Coming away from this encounter Harrison said that something new must be happening; he thought that some really exciting change of line had come about in Russia, unknown to anyone. And that very evening Gorbachev appeared on television and despite confident predictions that he was going to lambast Reagan with whom he had just finished meeting in Iceland, he congratulated the American President on his constructive ideas. The conference’s Soviet delegates were incredulous, and watched the screen open-mouthed, astonished, aware that a new age was opening for Russia, and Harrison glanced over at me with his barely perceptible pussycat grin.

History for Harrison was a wild horse and he was forever trying to keep from being bucked off. In the early Fifties after the ice had formed in Soviet relations with the West, practically all the foreign correspondents evacuated Moscow, effectively prevented by the censorship from reporting any news at all. Harrison stayed on almost alone and kept sending his dispatches back to the Times, heavily distorted by censorship though they were. Editors still ignorant of the depths of Soviet censorship were beginning to wonder if Harrison might be a Soviet partisan; indeed, for some enthusiastic cold warriors he was an agent. But through a code he had invented he tried to indicate within a story that it had passed censorship and therefore might not be the truth, but some of the Times people were at first too innocent to understand this ploy. Harrison stayed on in Russia trying to open a crack for the truth to show through. Still, even the way the lies were being told was a kind of history which the outside world needed to know about. In any case Moscow was where the story was and that was where he placed himself.

Again, at the height of the Vietnam War he took it as a duty to go to Vietnam and have himself photographed before a bombed-out Vietnamese hospital in order to expose official White House avowals that no hospitals were being targeted or had even been accidentally struck.

Harrison was a famously tough-minded man. But underneath the hard skin was a great love for people and a spirit that refused to give way to defeatism. He might disagree with America’s taste in political leaders, but in his depths he believed in the ultimate wisdom of the American people, particularly in their loyalty to democratic ways.
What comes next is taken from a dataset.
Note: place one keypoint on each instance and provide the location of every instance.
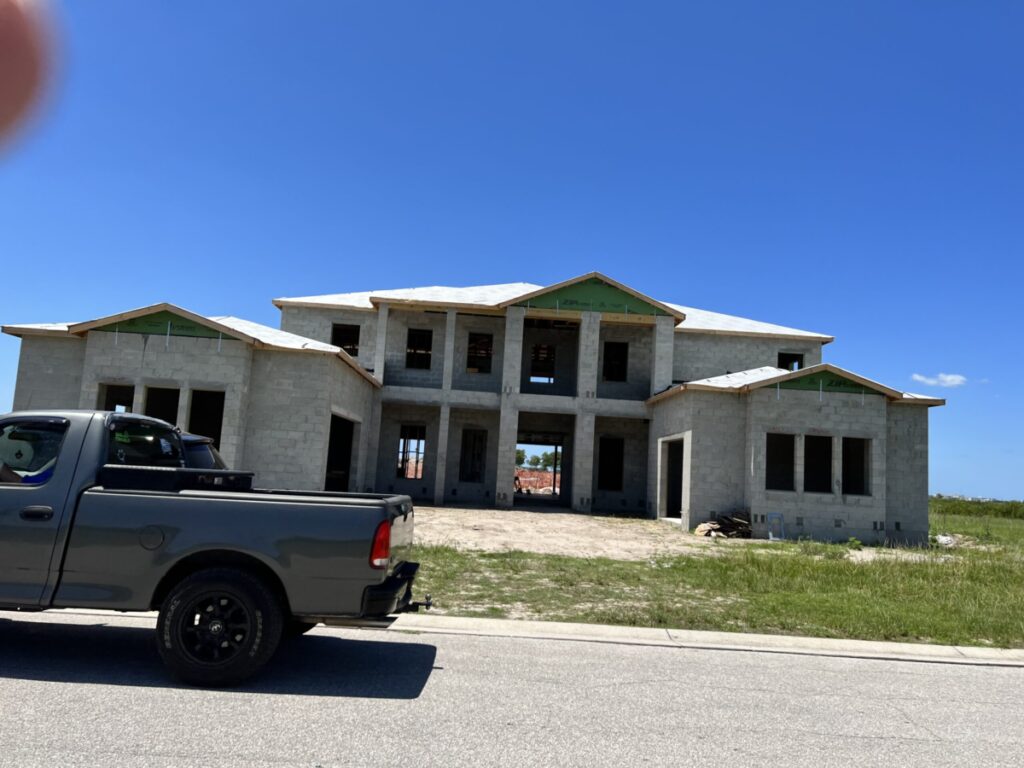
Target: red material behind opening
(380, 552)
I think it was his passion for democracy that moved him to invent perhaps the most important innovation of the time, the Times Op-Ed page where every kind of view and opinion could be aired.

Tough-minded he was, but he was at the same time a good companion to poets, Russian as well as American. He was a marvelous audience for theater and had sound judgments about plays and players. He had a deep understanding of the power of art over events, the force exerted by images over human behaviour.

Above all perhaps, Harrison Salisbury was a necessary writer. He had the constitution of a camel, the will of a military commander, and the sensuous soul of a poet. On the very day of his mercifully quick death at the age of eighty-five, the review of his last book appeared in the Times. To his final moment he kept talking caringly to the world.

Read at the Academy Dinner Meeting on November 4, 1993.